XU Hong-yun1(), ZHANG En-hui1, Yu Cun2   

  1. 1. College of Eco-Environment Engineering,Guizhou Minzu University,Guiyang 550025
    2. College of Forestry,Guizhou University,Guiyang 550025
  • Received:2020-07-22 Online:2021-03-26 Published:2021-04-02

Abstract:

The aim of this study is to screen and identify the cis-acting element specifically binding with Tamarix hispida transcription factor ThWRKY4,and to study the expression of downstream genes regulated by ThWRKY4,for laying a foundation in studying the mechanism of WRKY transcription factors regulating gene expression.

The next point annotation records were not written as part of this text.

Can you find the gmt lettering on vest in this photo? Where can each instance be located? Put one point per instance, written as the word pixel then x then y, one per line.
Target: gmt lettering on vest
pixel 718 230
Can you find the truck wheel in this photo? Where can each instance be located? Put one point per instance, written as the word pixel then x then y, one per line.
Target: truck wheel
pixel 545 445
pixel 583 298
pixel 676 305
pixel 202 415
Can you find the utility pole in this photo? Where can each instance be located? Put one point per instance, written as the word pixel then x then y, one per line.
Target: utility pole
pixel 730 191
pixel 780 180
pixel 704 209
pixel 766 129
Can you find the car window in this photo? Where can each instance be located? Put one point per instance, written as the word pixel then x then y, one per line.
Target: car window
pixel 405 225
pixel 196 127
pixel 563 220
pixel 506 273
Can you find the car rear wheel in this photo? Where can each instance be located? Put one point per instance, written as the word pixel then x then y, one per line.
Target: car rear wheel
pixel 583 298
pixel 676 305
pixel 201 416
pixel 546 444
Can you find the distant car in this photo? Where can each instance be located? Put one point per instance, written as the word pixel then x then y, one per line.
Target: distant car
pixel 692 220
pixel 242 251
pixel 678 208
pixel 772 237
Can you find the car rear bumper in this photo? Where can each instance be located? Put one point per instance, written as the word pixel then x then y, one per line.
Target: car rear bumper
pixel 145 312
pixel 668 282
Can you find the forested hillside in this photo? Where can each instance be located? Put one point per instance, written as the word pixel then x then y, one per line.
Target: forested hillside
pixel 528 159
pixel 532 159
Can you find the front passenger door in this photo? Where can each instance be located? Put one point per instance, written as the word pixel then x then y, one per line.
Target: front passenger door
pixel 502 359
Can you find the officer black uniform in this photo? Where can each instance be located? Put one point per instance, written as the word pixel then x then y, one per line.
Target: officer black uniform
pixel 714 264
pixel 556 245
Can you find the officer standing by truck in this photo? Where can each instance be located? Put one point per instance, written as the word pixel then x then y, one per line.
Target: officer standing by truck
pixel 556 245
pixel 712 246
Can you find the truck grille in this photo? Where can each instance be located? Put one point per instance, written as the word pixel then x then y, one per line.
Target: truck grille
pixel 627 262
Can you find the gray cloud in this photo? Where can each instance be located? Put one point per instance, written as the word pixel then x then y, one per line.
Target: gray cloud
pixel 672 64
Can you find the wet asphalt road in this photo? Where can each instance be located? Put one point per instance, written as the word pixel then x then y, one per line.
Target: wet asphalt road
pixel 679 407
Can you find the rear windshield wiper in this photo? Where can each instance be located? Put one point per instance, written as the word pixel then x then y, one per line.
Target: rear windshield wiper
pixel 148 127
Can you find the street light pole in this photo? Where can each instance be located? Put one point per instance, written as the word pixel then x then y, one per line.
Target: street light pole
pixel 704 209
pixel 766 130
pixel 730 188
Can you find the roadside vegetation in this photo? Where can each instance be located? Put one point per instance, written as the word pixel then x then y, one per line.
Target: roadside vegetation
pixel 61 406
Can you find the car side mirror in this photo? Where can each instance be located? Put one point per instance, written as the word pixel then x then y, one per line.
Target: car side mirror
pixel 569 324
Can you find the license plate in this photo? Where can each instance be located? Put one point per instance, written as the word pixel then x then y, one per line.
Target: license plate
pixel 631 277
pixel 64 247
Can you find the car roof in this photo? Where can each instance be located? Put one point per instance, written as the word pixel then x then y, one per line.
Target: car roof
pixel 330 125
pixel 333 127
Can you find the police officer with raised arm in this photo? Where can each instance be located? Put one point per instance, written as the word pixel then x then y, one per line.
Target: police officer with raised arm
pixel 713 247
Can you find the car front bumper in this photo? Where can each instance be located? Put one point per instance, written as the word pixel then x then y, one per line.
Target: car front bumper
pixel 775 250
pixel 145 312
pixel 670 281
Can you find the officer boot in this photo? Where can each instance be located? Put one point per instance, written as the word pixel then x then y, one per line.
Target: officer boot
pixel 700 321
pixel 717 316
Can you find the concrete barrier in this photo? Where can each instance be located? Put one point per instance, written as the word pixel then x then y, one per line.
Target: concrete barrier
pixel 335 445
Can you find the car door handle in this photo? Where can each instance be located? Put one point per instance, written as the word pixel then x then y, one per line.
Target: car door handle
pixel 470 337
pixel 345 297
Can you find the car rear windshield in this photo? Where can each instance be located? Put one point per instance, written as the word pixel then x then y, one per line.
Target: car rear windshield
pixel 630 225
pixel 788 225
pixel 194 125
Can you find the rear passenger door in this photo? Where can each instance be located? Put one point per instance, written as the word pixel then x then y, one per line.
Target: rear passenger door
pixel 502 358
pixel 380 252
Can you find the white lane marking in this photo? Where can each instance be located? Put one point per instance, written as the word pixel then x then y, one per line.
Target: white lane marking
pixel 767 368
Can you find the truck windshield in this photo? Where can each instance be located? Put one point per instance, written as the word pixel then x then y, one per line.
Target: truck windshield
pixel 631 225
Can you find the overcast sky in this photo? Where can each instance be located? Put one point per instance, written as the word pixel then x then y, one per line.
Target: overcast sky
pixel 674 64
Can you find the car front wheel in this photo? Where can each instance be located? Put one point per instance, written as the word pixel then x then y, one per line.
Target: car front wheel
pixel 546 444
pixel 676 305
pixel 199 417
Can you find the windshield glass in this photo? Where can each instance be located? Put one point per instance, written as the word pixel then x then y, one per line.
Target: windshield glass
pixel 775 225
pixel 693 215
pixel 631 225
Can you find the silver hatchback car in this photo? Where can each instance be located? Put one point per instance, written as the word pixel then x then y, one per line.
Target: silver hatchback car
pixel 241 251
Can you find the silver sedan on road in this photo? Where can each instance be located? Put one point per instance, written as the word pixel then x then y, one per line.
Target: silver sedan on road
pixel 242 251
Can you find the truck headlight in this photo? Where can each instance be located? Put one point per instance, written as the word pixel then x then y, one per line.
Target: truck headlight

We employed the transcription factor-centered yeast one-hybrid assay,yeast one-hybrid,tobacco transient transformation,and chromatin immunoprecipitation coupled with quantitative PCR(qChIP-PCR)to study the specificity of ThWRKY4 binding to ARR1AT and its regulation to gene expression. We identified a cis-acting element in ARR1AT(AATCG)bound by ThWRKY4. ThWRKT4 specifically bound to this ARR1AT element,but failed to bind to mutants(CCTCG,AACCG,AATAG,AATCA,and CCCAA). ThWRKY4 specifically bound to truncated promoters containing the ARR1AT motif,thus driving the expression of report gene,while not to the same truncated promoter lacking the ARR1AT motif. In conclusion,ThWRKT4 could regulate the expression of downstream genes by binding the ARR1AT element in vivo plants.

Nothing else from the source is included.